Genocidal Chinese dictator Xi Jinping declared that Beijing will “surely be reunified” with the sovereign nation of Taiwan in an address marking the 130th birthday of mass murderer Mao Zedong on Tuesday, an apparent threat to invade and colonize the neighboring country and attempt to galvanize fanatical communists.
Mao led China’s communist revolution and won a bloody war against the Chinese nationalists in 1949, establishing the “people’s republic” and forcing nationalist leader Chiang Kai-shek to retreat to Taiwan. Taiwan, formally the Republic of Taiwan, has never been governed by the “People’s Republic” – or any government headquartered in Beijing – and has always operated as a sovereign state with no government ties to the Communist Party. Despite this, the Party insists that Taiwan is a long-lost province of China that must be “reunified” with the “mainland,” routinely threatening a military invasion.
“The complete reunification of our motherland is an overall trend, a righteous cause, and the common aspiration of the people. Our motherland must be reunified, and it will surely be reunified,” Xi said on Tuesday, addressing communist leaders in Beijing for a “symposium” on Mao for the Party’s elites.
“[We] firmly oppose anyone using any means to separate Taiwan from China,” Xi insisted, according to a translation by the South China Morning Post. Japan’s Nikkei translated Xi as saying, “[we] will resolutely prevent anyone from splitting Taiwan from China in any way.”
In reality, Taiwan and China have already been “split” for decades. Taiwan is a democratic, sovereign nation with independent civilian and military institutions. Taiwan is scheduled to have a presidential election on January 13 in which the ruling anti-communist Democratic Progressive Party (DPP) has maintained a significant lead in polls.
Mao attempted, but failed, to colonize Taiwan, and the issue remains an emotional one for hardline communists – many of whom do not trust Xi. Xi has attempted to elevate himself and his “Xi Jinping Thought” to the level of veneration that the Communist Party demands for Mao, inadvertently fueling a resurgence in pro-Mao nostalgia. Chinese authorities for years have been forced to suppress Maoist labor movements that denounce Xi as a corrupt elitist and demand a return to allegedly “pro-worker” communism.
“Xi’s comments hint at an intention to elevate himself beyond Mao through unification,” Nikkei observed.

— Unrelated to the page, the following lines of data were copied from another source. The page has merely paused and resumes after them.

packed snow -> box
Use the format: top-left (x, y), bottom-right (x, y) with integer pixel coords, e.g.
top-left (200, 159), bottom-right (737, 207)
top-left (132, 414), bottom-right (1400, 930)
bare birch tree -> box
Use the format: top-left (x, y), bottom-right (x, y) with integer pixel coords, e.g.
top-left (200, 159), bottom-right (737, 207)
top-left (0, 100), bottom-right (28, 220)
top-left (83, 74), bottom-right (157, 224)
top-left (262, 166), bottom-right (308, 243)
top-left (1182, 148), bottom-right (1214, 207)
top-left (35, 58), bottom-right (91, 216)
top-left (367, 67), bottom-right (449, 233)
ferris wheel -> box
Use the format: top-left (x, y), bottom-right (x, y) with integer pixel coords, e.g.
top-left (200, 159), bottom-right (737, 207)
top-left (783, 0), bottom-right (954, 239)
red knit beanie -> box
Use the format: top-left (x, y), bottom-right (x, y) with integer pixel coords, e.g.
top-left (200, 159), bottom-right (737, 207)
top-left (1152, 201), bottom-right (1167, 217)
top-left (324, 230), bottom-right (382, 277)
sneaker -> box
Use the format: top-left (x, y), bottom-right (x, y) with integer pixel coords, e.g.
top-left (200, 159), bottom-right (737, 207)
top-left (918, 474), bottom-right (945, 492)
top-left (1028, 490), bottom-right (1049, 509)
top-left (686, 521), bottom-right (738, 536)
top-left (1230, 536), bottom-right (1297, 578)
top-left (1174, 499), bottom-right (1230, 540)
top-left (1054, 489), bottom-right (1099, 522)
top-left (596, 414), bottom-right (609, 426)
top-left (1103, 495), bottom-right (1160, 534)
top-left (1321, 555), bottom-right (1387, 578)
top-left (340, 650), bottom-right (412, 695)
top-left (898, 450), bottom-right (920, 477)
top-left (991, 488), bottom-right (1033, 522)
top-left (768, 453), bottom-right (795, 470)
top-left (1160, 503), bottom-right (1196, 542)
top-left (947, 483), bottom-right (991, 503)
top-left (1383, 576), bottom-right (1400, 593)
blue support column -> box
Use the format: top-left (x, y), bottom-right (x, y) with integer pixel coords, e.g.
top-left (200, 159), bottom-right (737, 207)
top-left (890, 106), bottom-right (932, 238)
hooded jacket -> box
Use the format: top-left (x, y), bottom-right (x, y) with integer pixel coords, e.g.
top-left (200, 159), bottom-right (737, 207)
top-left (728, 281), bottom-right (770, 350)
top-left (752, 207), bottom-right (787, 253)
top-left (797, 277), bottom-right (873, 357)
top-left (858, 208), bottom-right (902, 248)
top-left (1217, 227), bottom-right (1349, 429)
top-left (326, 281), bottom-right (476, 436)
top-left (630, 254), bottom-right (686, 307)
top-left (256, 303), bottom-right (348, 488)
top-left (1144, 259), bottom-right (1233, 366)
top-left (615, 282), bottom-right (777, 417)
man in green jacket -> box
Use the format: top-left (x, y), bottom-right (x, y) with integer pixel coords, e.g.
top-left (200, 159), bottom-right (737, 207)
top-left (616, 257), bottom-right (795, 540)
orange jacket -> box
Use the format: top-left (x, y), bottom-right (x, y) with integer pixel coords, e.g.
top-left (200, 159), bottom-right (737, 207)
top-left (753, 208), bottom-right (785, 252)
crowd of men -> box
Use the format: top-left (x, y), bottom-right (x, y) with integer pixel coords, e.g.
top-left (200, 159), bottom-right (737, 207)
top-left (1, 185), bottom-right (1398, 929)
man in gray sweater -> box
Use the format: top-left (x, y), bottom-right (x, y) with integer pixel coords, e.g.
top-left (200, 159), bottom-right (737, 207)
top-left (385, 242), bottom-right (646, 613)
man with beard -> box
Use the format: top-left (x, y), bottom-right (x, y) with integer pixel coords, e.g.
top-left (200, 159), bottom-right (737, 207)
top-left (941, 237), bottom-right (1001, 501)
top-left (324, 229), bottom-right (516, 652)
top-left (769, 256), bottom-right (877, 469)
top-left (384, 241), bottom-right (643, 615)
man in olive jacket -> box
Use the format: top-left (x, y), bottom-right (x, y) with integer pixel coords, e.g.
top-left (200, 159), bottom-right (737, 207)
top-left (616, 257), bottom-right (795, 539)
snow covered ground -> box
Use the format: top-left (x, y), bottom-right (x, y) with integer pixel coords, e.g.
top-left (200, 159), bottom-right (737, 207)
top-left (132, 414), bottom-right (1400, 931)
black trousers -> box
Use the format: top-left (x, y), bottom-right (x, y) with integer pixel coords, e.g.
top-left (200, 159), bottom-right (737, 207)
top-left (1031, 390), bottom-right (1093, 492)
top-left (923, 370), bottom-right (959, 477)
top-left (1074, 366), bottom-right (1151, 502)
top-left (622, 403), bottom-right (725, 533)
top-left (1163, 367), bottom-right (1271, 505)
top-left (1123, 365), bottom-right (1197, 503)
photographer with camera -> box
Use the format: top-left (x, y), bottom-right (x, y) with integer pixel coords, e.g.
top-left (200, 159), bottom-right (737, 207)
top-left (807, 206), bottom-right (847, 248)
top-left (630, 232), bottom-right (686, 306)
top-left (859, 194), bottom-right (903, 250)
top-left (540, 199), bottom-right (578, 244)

Elsewhere in his remarks, Xi reportedly described the full “modernization” of communist China as the “unfinished work of the previous generation of revolutionaries like Mao Zedong,” promising to expand efforts to grow the Chinese economy.
Xi also allegedly declared that Mao was “devoted to national prosperity, rejuvenation, and people’s happiness,” according to the state propaganda outlet Xinhua.
In reality, Mao was one of history’s most prolific mass murderers, presiding over an era of butchery and unspeakable atrocities such as mass infanticide, torture, and cannibalism. A 2016 report citing anonymous eyewitnesses described communist Cultural Revolution celebrations in the 1960s during which “the hearts, livers and genitals of victims were cut out and fed to revelers.” The victims were often those identified as “bourgeois,” such as teachers and doctors, or anyone considered anti-communist. That report listed other atrocities committed as “beheadings, beatings, live burials, stonings, drownings, boilings, group slaughters, disembowellings, digging out hearts, livers, genitals, slicing off flesh, blowing up with dynamite, and more.”
The Cultural Revolution is estimated to have killed 150,000 people. The Great Leap Forward, a separate Mao initiative, killed 45 million.
Mao “is a great internationalist who made significant contributions to the liberation of the oppressed nations of the world and the cause of human progress,” Xi said on Tuesday.
The Chinese state-run Global Times propaganda outlet claimed that “tens of thousands” of people gathered in China on Tuesday to celebrate this history.
“The Global Times learned from authorities in Shaoshan [Mao’s birthplace] that people from all over the country spontaneously flocked to Shaoshan to commemorate the birthday of the late Chinese leader,” the newspaper reported.
China monitors all citizens through a “social credit system” that ascribes numerical scores to individuals based on their behavior. China rewards behavior it deems positive and punishes those who behave in ways contrary to Party orthodoxy with low scores. Insufficient revolutionary fervor – as well as perceived overenthusiasm about religions outside of communism – could lead to a low social credit score, so the system encourages outlandish displays of worship for communist leaders such as Mao.